Saturday, August 19, 2017

No Secret to Me: from 7-20-15









Each individual piece of art that has ever been made is uninteresting to most people.

It's a strange way to look at it, but accurate. I can easily wander around my workplace and find people who couldn't care less about Bob Dylan. Indeed, it's just a handful who do care. Van Gogh? Mary Oliver? Caravaggio? Ursula K. LeGuin? Drawing from a pool of 40 or so culturally involved library workers I can rest assured that we would get nowhere near a majority interest in any of those lions, and would do no better with anyone else. And no doubt the fractional percentages of interest we do get in, say, F. Scott Fitzgerald, would drop significantly in the backroom of a library in Indonesia.

Nothing made by the hand of man has been loved by most people. When it feels like everyone around you is fervently talking about Downton Abbey or Game of Thrones or Gone Girl, take a breath. Look around. It's just four excited people, loud in the way of people in a group, feeling the numbers on their side. Twenty people scattered around those four have busied themselves, trying to make a little space to breathe. They don't care. They love something else.

There is always something else.

This morning I woke up with a line from a song in my head. It's one of my favorite songs ever. Getting up has been so hard for me lately. Something about this song today helped me get up, this line:

Just don't make me go through this again.

And then as my eyes clear the song comes to me:

But oh, it's one more tune,
I can't figure out.
Just don't make me go through this again.

And I can wake up.

Who knows this song? It is not famous. My friend Grape wrote it.

I love it like I love Nowhere Man or Karma Police or River. It is not due to my personal relationship, to my great affection for the artist, though I have those. I just love it. We are free to pretend that that is a normal thing, because it is. Grape wrote a masterpiece. Masterpieces are not so rare, but that doesn't make them any less wonderful. The famous ones are the tip of an iceberg. Almost no one will ever see most of the ones that have been made, the thrown away manuscripts, burnt paintings, songs that were never recorded, books that couldn't sell their paltry 1000 print run and faded away, scribbled poems, transcendent home movies. There are millions and millions of them. They may or may not find more than a single person to love them, but the beauty and wonder and feeling they evoke in a single person cannot be diminished.

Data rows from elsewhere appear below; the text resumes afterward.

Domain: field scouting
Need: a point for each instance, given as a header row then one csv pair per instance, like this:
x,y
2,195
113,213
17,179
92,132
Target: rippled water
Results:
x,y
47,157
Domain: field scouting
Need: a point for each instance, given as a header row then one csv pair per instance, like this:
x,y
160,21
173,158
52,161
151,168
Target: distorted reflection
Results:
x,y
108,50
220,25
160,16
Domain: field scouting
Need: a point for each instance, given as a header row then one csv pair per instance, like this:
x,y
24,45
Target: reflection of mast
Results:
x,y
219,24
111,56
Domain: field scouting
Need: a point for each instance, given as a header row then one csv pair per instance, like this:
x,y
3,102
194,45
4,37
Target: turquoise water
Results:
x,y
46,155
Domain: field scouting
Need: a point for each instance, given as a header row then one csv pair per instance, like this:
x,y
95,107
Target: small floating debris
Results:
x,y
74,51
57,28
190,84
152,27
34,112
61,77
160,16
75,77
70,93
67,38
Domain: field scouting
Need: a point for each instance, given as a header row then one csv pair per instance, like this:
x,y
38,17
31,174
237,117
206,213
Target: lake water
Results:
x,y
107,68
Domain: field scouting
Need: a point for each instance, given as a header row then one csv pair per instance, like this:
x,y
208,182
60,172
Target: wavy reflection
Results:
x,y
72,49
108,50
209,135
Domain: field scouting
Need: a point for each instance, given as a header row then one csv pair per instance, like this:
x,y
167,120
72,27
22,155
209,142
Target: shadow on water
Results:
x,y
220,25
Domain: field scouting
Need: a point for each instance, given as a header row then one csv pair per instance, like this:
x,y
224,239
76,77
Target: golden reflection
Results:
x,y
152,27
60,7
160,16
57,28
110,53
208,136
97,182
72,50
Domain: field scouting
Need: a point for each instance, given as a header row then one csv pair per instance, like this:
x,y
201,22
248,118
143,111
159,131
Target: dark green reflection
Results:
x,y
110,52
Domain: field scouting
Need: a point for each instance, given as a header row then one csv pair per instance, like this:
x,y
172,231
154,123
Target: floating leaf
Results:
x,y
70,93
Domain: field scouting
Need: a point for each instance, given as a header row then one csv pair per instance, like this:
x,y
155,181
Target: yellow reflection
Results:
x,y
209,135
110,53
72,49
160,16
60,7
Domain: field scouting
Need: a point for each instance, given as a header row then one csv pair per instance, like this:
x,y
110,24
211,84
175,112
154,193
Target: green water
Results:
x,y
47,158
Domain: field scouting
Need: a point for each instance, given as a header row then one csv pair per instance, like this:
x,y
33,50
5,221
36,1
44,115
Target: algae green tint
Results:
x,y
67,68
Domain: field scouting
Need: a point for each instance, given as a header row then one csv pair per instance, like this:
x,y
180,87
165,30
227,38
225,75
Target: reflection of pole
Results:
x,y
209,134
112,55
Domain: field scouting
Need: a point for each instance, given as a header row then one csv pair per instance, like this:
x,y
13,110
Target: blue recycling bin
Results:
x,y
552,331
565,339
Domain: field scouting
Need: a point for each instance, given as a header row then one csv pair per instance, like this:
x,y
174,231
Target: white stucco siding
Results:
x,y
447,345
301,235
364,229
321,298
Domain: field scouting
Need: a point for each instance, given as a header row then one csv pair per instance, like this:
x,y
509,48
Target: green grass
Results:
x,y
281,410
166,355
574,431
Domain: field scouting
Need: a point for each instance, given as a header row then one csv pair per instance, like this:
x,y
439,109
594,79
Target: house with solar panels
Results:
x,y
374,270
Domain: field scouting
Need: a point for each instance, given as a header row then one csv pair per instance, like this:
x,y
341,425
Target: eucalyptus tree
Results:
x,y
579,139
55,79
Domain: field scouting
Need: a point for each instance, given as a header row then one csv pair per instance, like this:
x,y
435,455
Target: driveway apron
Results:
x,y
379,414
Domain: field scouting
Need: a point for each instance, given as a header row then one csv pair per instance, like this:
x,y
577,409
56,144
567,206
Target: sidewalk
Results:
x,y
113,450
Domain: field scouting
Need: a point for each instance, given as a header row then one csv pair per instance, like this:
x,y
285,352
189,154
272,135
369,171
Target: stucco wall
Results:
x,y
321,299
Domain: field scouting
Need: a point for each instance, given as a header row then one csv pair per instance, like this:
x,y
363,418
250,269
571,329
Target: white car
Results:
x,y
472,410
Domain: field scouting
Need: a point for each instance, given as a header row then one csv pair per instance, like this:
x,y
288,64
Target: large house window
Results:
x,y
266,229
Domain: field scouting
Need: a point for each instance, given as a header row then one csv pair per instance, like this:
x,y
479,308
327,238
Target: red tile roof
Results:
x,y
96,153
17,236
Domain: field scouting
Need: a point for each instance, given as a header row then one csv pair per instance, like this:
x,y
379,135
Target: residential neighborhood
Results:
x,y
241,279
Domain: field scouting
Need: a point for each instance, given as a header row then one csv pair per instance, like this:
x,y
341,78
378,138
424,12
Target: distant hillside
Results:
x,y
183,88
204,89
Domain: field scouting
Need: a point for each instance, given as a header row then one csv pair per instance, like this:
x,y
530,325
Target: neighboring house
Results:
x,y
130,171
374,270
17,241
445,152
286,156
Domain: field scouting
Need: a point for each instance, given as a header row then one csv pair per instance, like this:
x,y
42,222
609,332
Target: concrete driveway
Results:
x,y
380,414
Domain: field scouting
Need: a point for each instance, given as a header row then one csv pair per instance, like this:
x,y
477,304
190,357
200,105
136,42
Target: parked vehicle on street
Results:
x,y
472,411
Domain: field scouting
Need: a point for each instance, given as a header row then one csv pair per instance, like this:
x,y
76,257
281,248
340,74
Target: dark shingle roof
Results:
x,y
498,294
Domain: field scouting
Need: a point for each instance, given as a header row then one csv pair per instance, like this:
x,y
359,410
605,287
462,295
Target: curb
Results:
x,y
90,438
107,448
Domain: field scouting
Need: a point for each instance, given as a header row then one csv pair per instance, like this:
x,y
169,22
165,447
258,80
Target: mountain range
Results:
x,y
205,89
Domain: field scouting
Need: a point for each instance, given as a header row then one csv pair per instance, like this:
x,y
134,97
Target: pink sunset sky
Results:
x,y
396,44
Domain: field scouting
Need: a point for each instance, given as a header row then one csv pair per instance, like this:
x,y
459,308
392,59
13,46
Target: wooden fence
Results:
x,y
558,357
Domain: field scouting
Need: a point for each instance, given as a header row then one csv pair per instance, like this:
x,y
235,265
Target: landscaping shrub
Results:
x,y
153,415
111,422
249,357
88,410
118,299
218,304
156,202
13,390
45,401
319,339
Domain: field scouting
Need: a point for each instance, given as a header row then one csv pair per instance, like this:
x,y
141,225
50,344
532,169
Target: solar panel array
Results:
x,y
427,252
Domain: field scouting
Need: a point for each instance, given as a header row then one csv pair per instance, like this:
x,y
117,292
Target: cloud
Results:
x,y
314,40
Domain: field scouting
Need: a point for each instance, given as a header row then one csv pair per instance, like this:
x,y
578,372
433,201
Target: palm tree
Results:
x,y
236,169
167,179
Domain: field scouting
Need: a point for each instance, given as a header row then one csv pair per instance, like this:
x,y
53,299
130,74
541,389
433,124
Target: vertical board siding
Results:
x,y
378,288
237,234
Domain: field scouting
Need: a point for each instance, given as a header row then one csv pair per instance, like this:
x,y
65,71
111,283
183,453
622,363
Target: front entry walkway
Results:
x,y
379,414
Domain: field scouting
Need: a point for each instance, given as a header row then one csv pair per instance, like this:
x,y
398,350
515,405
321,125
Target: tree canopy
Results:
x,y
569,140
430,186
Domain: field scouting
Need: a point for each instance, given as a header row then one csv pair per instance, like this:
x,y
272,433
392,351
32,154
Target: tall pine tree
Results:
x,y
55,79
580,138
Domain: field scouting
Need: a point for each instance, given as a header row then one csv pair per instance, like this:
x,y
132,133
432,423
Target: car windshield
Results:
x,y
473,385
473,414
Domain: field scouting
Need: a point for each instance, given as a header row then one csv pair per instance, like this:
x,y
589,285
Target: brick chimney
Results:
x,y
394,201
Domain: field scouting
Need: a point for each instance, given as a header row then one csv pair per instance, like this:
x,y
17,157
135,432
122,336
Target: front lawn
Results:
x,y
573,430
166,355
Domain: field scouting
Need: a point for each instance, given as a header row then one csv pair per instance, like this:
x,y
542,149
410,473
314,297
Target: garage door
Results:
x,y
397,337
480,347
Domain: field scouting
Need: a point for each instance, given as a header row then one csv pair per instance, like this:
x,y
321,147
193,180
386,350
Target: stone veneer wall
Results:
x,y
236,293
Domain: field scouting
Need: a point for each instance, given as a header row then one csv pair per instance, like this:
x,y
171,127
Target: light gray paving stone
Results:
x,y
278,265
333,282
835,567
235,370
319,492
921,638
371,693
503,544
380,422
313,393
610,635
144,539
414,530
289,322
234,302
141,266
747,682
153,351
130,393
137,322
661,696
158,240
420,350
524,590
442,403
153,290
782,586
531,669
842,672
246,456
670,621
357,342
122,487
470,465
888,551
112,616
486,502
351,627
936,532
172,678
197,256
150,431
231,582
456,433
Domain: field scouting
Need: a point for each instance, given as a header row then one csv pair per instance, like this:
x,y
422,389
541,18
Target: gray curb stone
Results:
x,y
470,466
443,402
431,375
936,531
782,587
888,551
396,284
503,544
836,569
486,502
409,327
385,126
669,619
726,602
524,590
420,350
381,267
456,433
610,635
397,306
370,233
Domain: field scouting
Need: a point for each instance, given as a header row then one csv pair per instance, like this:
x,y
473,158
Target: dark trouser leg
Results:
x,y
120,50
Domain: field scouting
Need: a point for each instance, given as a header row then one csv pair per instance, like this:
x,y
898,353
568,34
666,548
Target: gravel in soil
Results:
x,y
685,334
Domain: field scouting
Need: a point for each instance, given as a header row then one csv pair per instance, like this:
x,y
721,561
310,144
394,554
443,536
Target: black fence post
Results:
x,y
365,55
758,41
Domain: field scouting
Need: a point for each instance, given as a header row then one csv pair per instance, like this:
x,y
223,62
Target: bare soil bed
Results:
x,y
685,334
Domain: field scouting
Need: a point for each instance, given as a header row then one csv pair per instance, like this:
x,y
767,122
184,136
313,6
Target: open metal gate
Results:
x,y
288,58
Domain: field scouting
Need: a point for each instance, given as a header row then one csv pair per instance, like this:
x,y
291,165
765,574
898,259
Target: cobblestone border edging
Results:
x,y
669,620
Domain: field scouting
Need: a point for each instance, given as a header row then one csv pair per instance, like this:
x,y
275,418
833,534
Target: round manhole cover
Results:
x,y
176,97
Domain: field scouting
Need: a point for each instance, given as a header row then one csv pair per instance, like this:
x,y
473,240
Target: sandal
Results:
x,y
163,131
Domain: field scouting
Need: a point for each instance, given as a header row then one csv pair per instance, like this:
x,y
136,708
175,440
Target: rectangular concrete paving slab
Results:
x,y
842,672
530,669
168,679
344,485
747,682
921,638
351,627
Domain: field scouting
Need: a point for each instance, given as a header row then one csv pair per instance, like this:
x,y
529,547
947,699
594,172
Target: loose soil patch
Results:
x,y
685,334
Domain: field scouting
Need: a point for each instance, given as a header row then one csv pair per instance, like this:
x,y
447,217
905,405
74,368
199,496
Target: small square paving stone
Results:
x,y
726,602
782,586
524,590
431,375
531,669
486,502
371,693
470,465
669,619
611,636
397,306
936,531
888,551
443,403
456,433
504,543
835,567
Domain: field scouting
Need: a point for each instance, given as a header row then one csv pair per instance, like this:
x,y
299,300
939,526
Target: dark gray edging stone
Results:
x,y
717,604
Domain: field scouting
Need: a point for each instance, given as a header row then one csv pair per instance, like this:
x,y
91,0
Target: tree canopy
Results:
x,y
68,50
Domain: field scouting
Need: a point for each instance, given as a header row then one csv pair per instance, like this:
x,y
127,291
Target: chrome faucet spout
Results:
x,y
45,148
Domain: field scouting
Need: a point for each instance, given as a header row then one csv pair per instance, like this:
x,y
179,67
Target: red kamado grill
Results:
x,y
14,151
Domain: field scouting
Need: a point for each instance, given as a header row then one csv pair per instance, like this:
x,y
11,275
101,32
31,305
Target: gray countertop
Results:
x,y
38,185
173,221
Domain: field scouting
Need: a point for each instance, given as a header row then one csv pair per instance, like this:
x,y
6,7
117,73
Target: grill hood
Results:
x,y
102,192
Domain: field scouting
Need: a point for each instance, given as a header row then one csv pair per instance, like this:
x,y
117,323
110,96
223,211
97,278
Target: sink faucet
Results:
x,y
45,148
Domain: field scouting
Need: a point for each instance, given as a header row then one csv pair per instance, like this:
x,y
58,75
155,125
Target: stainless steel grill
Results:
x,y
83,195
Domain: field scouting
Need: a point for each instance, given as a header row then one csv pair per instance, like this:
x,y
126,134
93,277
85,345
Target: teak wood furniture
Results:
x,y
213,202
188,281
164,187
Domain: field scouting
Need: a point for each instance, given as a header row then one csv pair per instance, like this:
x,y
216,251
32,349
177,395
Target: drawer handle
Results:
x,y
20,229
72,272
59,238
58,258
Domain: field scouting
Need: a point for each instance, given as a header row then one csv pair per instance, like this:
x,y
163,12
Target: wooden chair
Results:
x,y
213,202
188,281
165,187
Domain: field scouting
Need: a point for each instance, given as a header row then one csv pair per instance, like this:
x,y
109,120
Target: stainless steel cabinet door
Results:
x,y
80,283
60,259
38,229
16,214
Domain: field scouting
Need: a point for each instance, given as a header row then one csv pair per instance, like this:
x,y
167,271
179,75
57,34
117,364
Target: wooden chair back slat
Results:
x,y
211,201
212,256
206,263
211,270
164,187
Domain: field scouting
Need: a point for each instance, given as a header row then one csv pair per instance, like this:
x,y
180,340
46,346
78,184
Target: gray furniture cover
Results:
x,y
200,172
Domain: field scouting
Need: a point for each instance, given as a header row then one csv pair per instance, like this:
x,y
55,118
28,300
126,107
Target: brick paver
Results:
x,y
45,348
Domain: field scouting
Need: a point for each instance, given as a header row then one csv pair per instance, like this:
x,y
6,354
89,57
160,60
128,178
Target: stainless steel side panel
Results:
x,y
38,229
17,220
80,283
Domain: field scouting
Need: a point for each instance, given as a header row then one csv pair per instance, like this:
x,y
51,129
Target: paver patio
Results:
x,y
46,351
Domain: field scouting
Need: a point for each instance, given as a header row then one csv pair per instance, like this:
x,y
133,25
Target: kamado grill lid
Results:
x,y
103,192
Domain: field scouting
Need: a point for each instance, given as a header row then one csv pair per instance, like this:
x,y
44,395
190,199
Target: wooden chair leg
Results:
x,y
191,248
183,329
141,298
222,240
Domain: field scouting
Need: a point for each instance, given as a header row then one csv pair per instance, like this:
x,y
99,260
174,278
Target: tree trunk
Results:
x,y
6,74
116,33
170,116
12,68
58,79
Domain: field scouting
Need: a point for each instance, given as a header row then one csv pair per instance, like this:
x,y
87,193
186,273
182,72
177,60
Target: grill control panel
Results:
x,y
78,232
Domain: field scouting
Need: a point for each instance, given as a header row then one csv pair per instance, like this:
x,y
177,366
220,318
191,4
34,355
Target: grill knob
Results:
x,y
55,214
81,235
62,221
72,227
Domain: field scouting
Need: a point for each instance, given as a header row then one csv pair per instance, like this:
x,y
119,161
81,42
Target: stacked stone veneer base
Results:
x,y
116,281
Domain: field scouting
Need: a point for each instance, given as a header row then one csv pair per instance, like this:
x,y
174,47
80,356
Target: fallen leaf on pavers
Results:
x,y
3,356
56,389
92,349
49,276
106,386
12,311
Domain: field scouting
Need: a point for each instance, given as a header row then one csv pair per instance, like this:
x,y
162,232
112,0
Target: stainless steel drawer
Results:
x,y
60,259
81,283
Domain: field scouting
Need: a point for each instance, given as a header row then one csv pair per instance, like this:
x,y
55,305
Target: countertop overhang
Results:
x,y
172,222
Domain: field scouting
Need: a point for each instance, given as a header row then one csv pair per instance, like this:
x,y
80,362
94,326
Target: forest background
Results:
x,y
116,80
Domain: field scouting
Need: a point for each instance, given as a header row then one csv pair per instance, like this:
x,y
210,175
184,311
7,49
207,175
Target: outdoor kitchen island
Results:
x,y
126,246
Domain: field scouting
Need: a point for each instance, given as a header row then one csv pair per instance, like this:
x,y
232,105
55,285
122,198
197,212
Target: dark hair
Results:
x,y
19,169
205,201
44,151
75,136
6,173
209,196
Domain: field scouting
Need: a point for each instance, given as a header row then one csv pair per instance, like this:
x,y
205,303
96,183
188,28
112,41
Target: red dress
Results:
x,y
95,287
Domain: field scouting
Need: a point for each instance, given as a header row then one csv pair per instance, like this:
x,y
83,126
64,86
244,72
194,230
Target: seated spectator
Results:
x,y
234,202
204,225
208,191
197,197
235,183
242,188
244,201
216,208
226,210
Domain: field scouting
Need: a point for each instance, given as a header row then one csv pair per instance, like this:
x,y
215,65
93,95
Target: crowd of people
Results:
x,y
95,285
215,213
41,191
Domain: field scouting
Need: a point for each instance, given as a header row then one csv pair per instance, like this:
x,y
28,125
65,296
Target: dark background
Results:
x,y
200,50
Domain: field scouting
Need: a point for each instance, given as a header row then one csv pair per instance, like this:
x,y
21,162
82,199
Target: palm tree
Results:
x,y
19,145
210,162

What makes art a viable commodity anyway? If two percent of an audience loves it we can make it business, but if only half a percent loves it we can never send it around. That's just money talking. That's just the disease of culture, the weakness even in the heart of democracy.

Here is your Internet. Here is your Publishing industry. Here is your library. Dig deeper, but you cannot get there. Much is buried. Most is lost. Have friends. Listen carefully. See the graffiti under the bridge. Hear the song in the cafe. It's all around you. 

It's no secret to me,
That what I'm missing,
Is the very thing I wanted out of life.

It's all around you. And all the wonder and heart, it's all yours alone.